Search code examples
epplus

Detect and/or fail fast when attempting to load a docx package with EPPlus


I'm using EPPlus v6.1 and am adding in some detection of failure scenarios such as non-Excel files, which is working fine for non office files but is not working as expected for non-Excel files packed in the OfficeXml format such as Word docs. I would have expected it to fail in the new ExcelPackage(file) constructor or that the loaded package would expose a property that clearly determines that the file is a Word doc (or at least not an Excel doc).

There is no way that I can see to gracefully fail in this scenario. Some of the exposed properties will throw an exception, but the only non-exception flow that seems reasonable is checking that the Workbook.WorkSheets count is zero, although that seems to be a valid Excel scenario however unlikely or of little use it might be.
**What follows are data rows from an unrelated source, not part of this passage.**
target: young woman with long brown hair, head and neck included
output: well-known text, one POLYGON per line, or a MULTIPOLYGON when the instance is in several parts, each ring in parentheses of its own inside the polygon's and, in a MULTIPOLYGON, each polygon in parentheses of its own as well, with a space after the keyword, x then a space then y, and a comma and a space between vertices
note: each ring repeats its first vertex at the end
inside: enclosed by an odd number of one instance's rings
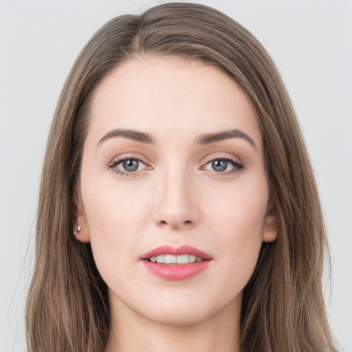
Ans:
POLYGON ((29 351, 336 351, 307 151, 261 44, 212 8, 109 21, 63 88, 29 351))

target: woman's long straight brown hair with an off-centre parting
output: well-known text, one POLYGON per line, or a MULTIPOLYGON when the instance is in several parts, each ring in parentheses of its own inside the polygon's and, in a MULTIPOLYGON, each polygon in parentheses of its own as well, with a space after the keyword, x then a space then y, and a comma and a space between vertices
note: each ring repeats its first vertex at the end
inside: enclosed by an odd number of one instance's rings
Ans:
POLYGON ((336 351, 321 287, 327 239, 292 103, 261 43, 225 14, 195 3, 166 3, 112 19, 69 73, 43 164, 26 309, 28 351, 104 351, 110 322, 107 286, 89 243, 72 235, 74 192, 94 89, 123 61, 148 54, 218 67, 241 87, 258 116, 279 229, 276 241, 263 243, 245 287, 242 351, 336 351))

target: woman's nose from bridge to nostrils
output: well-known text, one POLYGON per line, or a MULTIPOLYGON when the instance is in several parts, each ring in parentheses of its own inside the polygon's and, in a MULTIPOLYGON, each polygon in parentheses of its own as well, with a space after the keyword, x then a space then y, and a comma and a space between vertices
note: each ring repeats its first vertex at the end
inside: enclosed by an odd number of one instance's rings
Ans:
POLYGON ((159 227, 185 230, 197 225, 197 197, 186 171, 164 175, 157 188, 153 221, 159 227))

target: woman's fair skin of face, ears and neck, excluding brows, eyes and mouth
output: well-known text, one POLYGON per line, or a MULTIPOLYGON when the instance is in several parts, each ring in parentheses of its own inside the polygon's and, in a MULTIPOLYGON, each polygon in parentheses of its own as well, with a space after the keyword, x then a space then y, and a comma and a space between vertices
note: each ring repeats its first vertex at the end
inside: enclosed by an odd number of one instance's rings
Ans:
POLYGON ((91 242, 109 287, 107 351, 238 351, 242 291, 261 243, 276 239, 276 219, 261 130, 236 83, 197 61, 123 63, 94 93, 78 186, 76 238, 91 242), (155 144, 102 140, 113 129, 149 133, 155 144), (233 129, 255 146, 243 137, 196 142, 233 129), (126 175, 119 157, 143 163, 126 175), (214 170, 212 160, 224 158, 235 164, 214 170), (166 281, 140 261, 160 245, 191 245, 212 261, 192 278, 166 281))

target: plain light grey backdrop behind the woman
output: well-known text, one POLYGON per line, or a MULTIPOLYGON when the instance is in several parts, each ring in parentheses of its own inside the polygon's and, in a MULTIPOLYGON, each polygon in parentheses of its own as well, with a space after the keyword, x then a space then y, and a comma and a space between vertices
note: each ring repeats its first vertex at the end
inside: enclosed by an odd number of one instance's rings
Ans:
MULTIPOLYGON (((352 352, 352 1, 199 2, 230 15, 263 43, 292 96, 329 232, 331 327, 342 351, 352 352)), ((69 69, 106 21, 159 3, 0 0, 1 352, 25 351, 23 309, 43 149, 69 69)))

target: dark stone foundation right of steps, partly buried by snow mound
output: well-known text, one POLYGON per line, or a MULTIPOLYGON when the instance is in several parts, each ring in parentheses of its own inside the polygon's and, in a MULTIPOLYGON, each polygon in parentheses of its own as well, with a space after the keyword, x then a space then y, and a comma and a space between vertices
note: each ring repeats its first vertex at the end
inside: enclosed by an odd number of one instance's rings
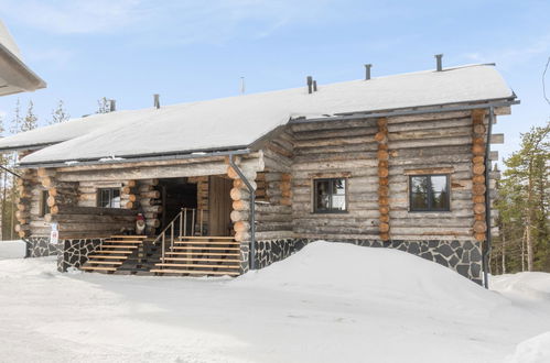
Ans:
MULTIPOLYGON (((256 267, 263 268, 273 262, 287 258, 300 251, 308 243, 306 239, 281 239, 256 242, 256 267)), ((392 240, 344 240, 338 242, 353 243, 368 248, 389 248, 408 252, 422 258, 436 262, 456 271, 462 276, 482 284, 482 252, 478 242, 474 241, 402 241, 392 240)), ((248 245, 241 249, 242 271, 248 271, 248 245)))

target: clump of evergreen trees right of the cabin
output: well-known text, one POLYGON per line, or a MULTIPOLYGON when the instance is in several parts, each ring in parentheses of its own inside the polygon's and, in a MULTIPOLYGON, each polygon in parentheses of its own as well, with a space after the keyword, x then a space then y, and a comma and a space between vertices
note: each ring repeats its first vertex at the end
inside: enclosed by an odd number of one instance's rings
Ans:
POLYGON ((550 122, 522 134, 521 148, 505 165, 495 202, 500 235, 494 254, 500 258, 494 271, 550 272, 550 122))

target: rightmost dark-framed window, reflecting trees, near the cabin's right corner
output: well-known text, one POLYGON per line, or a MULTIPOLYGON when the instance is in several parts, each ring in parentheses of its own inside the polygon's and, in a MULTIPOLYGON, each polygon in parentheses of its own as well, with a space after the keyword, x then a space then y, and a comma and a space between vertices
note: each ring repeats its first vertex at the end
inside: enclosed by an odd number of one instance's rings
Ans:
POLYGON ((410 176, 411 211, 449 211, 449 175, 410 176))

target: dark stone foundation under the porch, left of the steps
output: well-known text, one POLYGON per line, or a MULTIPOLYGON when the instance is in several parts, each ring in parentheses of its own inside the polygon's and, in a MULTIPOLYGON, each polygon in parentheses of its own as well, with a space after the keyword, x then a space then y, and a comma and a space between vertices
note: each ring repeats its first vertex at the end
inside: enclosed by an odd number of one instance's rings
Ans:
POLYGON ((26 257, 57 256, 60 272, 80 267, 88 260, 88 254, 101 244, 101 239, 60 240, 57 244, 50 243, 48 237, 32 237, 23 241, 26 243, 26 257))

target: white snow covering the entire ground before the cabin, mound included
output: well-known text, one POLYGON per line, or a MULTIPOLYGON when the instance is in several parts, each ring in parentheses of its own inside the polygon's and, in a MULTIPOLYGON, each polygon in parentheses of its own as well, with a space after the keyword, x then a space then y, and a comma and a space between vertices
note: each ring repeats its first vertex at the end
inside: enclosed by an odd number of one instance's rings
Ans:
POLYGON ((485 290, 400 251, 325 242, 235 279, 4 260, 0 362, 550 362, 549 282, 485 290))

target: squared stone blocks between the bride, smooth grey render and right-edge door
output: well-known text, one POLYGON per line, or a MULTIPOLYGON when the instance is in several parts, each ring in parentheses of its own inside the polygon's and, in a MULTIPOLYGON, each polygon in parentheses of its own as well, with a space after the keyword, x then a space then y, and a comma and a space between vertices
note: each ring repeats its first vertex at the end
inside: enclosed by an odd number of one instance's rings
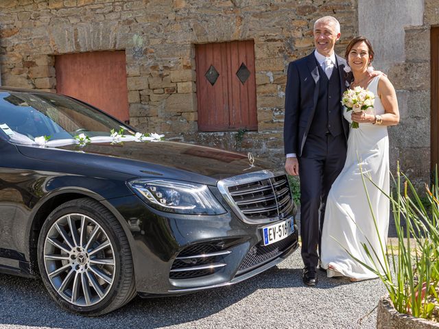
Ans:
POLYGON ((430 180, 430 27, 439 24, 439 0, 423 1, 423 20, 405 26, 405 61, 390 68, 399 90, 401 123, 392 128, 392 157, 418 186, 430 180))

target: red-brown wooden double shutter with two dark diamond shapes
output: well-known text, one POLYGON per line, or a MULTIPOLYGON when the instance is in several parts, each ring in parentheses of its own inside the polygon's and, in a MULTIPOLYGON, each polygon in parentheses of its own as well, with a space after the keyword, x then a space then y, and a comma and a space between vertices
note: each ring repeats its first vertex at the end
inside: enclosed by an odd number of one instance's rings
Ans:
POLYGON ((254 42, 196 45, 198 128, 257 130, 254 42))

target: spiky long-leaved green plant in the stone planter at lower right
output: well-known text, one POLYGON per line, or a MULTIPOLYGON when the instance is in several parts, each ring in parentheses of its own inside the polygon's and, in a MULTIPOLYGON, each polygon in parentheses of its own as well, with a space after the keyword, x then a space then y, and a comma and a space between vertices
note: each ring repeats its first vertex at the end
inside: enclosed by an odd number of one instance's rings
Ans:
MULTIPOLYGON (((378 234, 377 221, 365 182, 366 179, 370 182, 372 180, 366 177, 362 170, 361 177, 378 234)), ((379 188, 375 182, 372 184, 379 188)), ((399 164, 394 184, 396 195, 392 193, 386 196, 392 205, 399 252, 395 253, 391 245, 391 252, 386 253, 383 241, 380 241, 381 250, 375 250, 366 239, 367 243, 362 243, 362 245, 372 263, 370 266, 355 258, 348 249, 345 250, 361 265, 379 276, 389 293, 394 308, 399 313, 436 319, 439 306, 438 173, 436 170, 431 188, 425 185, 425 197, 420 197, 412 182, 401 173, 399 164), (403 220, 405 220, 405 226, 401 226, 403 220), (379 260, 378 255, 382 256, 382 261, 379 260)), ((381 188, 379 189, 385 193, 381 188)))

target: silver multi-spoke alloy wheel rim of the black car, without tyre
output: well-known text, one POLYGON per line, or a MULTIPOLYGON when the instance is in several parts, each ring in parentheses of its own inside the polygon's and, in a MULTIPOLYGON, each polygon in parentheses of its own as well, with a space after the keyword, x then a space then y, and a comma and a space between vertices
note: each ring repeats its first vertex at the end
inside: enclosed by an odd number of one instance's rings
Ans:
POLYGON ((92 306, 115 281, 115 252, 102 226, 81 214, 64 215, 49 229, 44 264, 52 287, 67 302, 92 306))

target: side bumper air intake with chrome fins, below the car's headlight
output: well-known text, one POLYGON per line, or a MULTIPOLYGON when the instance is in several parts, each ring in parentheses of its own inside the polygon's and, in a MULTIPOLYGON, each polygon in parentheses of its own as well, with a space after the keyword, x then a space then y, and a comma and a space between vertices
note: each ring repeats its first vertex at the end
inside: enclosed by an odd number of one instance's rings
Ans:
POLYGON ((200 276, 209 276, 217 269, 226 266, 222 262, 225 255, 230 254, 226 250, 207 244, 190 245, 183 249, 174 260, 169 278, 191 279, 200 276))

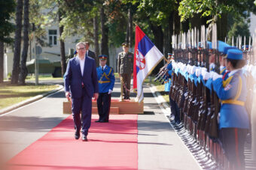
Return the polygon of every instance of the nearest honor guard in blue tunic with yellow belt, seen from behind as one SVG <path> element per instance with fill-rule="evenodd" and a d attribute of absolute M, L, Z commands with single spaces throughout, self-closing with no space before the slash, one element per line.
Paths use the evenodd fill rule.
<path fill-rule="evenodd" d="M 213 75 L 213 88 L 221 100 L 220 138 L 230 169 L 245 169 L 243 148 L 248 133 L 249 120 L 245 109 L 246 81 L 241 68 L 245 64 L 242 51 L 229 49 L 225 64 L 230 70 L 226 80 L 222 75 Z"/>

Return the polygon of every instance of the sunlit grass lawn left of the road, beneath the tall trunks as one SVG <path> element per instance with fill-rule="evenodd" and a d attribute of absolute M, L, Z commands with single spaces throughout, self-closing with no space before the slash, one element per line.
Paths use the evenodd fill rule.
<path fill-rule="evenodd" d="M 57 85 L 11 85 L 10 82 L 0 84 L 0 109 L 14 105 L 23 100 L 44 94 L 57 88 Z"/>

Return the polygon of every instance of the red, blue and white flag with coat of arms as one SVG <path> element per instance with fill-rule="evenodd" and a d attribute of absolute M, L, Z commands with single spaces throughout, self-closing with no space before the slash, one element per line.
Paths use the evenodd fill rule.
<path fill-rule="evenodd" d="M 136 25 L 135 38 L 133 89 L 137 91 L 136 101 L 141 103 L 144 98 L 142 84 L 154 70 L 154 67 L 163 59 L 163 54 L 138 25 Z"/>

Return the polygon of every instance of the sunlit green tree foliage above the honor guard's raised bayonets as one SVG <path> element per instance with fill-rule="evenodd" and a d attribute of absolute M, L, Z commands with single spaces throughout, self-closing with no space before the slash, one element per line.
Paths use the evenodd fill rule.
<path fill-rule="evenodd" d="M 178 11 L 181 22 L 190 19 L 200 13 L 201 17 L 210 16 L 207 22 L 216 22 L 218 29 L 218 40 L 224 40 L 227 36 L 227 13 L 239 16 L 245 10 L 256 12 L 256 7 L 251 0 L 182 0 Z"/>

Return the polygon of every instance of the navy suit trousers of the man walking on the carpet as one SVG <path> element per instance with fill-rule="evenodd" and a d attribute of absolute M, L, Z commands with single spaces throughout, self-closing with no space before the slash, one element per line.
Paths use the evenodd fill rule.
<path fill-rule="evenodd" d="M 76 131 L 82 129 L 82 133 L 87 136 L 92 119 L 92 97 L 84 89 L 81 98 L 72 98 L 72 115 Z"/>

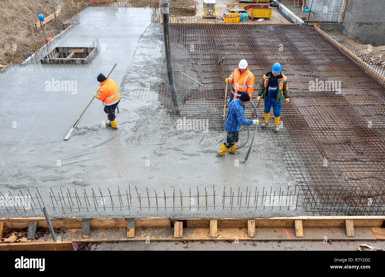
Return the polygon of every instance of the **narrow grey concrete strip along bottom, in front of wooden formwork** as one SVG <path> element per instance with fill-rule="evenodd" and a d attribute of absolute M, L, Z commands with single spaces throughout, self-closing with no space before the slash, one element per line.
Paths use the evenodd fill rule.
<path fill-rule="evenodd" d="M 360 244 L 385 248 L 385 241 L 258 241 L 238 243 L 224 241 L 195 242 L 102 242 L 92 244 L 91 250 L 347 250 L 355 251 Z"/>

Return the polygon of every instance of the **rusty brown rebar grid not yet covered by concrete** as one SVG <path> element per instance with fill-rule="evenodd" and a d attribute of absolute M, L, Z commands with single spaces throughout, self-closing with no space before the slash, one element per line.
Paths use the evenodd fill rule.
<path fill-rule="evenodd" d="M 208 119 L 211 130 L 223 130 L 224 79 L 239 60 L 254 73 L 254 103 L 262 75 L 280 62 L 290 103 L 282 104 L 280 133 L 258 132 L 283 147 L 288 170 L 306 194 L 306 211 L 385 214 L 384 84 L 361 65 L 309 27 L 172 25 L 170 41 L 181 115 Z M 165 68 L 159 58 L 159 100 L 172 109 Z"/>

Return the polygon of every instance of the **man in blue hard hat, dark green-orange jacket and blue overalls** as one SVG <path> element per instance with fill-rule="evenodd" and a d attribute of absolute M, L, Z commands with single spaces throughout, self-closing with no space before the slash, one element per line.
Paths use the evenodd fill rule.
<path fill-rule="evenodd" d="M 271 68 L 271 71 L 263 75 L 261 83 L 259 83 L 258 98 L 264 98 L 264 123 L 261 124 L 262 128 L 266 128 L 269 122 L 269 114 L 271 106 L 273 106 L 274 113 L 274 131 L 278 132 L 280 128 L 278 123 L 281 117 L 281 99 L 285 99 L 286 103 L 289 102 L 288 82 L 286 76 L 281 73 L 281 65 L 275 63 Z"/>

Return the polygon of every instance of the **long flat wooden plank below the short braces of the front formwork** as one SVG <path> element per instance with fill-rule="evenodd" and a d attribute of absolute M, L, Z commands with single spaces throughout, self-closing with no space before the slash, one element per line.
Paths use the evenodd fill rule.
<path fill-rule="evenodd" d="M 182 222 L 181 222 L 182 223 Z M 240 229 L 240 230 L 239 230 Z M 81 230 L 67 230 L 60 235 L 62 240 L 77 242 L 119 242 L 119 241 L 323 241 L 326 236 L 328 241 L 362 241 L 377 240 L 370 228 L 360 227 L 355 229 L 355 237 L 347 237 L 345 227 L 316 227 L 305 228 L 303 237 L 295 236 L 295 228 L 258 228 L 256 236 L 249 237 L 247 228 L 223 228 L 218 237 L 210 237 L 209 228 L 185 228 L 182 237 L 175 237 L 174 230 L 170 228 L 137 228 L 135 237 L 127 237 L 126 228 L 122 229 L 95 229 L 89 238 L 82 238 Z M 45 238 L 47 240 L 50 237 Z"/>

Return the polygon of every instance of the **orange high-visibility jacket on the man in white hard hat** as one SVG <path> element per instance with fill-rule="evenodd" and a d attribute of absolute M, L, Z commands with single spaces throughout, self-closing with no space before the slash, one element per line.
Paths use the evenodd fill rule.
<path fill-rule="evenodd" d="M 233 71 L 233 73 L 229 76 L 229 84 L 233 84 L 234 89 L 234 97 L 236 99 L 237 96 L 241 96 L 241 94 L 245 91 L 251 96 L 253 96 L 253 88 L 254 88 L 254 75 L 250 70 L 246 68 L 245 71 L 241 74 L 239 68 Z"/>

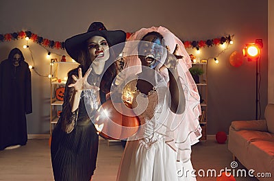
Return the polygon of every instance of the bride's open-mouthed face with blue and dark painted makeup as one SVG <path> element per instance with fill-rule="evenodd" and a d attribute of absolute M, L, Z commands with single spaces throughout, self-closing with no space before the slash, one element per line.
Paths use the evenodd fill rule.
<path fill-rule="evenodd" d="M 147 36 L 139 47 L 142 65 L 155 69 L 160 63 L 163 54 L 161 39 L 157 36 Z"/>

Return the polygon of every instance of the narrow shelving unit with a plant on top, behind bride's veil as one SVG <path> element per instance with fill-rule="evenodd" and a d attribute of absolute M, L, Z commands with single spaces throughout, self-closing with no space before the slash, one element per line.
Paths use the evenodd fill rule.
<path fill-rule="evenodd" d="M 199 95 L 201 97 L 201 116 L 199 118 L 200 125 L 202 128 L 202 137 L 200 141 L 206 141 L 207 137 L 207 127 L 208 127 L 208 63 L 192 63 L 192 67 L 198 66 L 203 69 L 203 74 L 199 75 L 199 83 L 196 83 L 199 90 Z"/>

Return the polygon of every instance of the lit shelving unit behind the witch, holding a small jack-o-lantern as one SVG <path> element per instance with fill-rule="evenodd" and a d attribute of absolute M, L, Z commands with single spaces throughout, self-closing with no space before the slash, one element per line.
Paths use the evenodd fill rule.
<path fill-rule="evenodd" d="M 66 85 L 67 73 L 78 67 L 77 62 L 58 62 L 51 59 L 51 98 L 50 98 L 50 120 L 49 133 L 52 134 L 53 128 L 59 119 L 58 111 L 62 111 L 63 101 L 56 97 L 55 92 L 58 88 Z M 64 94 L 64 93 L 63 93 Z"/>

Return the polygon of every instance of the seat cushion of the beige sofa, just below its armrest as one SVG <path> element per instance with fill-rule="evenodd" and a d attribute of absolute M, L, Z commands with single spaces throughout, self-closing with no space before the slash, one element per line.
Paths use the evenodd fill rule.
<path fill-rule="evenodd" d="M 247 142 L 253 141 L 273 141 L 274 142 L 274 134 L 269 132 L 259 132 L 253 130 L 241 130 L 236 132 L 239 138 L 244 138 Z"/>

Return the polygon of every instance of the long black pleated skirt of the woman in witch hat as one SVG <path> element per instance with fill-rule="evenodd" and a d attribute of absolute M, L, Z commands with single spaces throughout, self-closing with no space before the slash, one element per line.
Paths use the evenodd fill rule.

Is there a way to check for non-Excel files that doesn't rely on Exceptions, file extensions, testing against potentially valid Excel scenarios, or cracking open the raw XML?


Solution

  • Since the xml-based office files are just zip archives and only xlsx files have a folder named "xl" on the top level, this should work:

    using FileStream fs = new FileStream(@"C:\tmp\excel.xlsx", FileMode.Open);
    using System.IO.Compression.ZipArchive za = new System.IO.Compression.ZipArchive(fs, ZipArchiveMode.Read);
    if (!za.Entries.Any(e => e.FullName.StartsWith("xl/")))
    {
     // not an excel file          
    }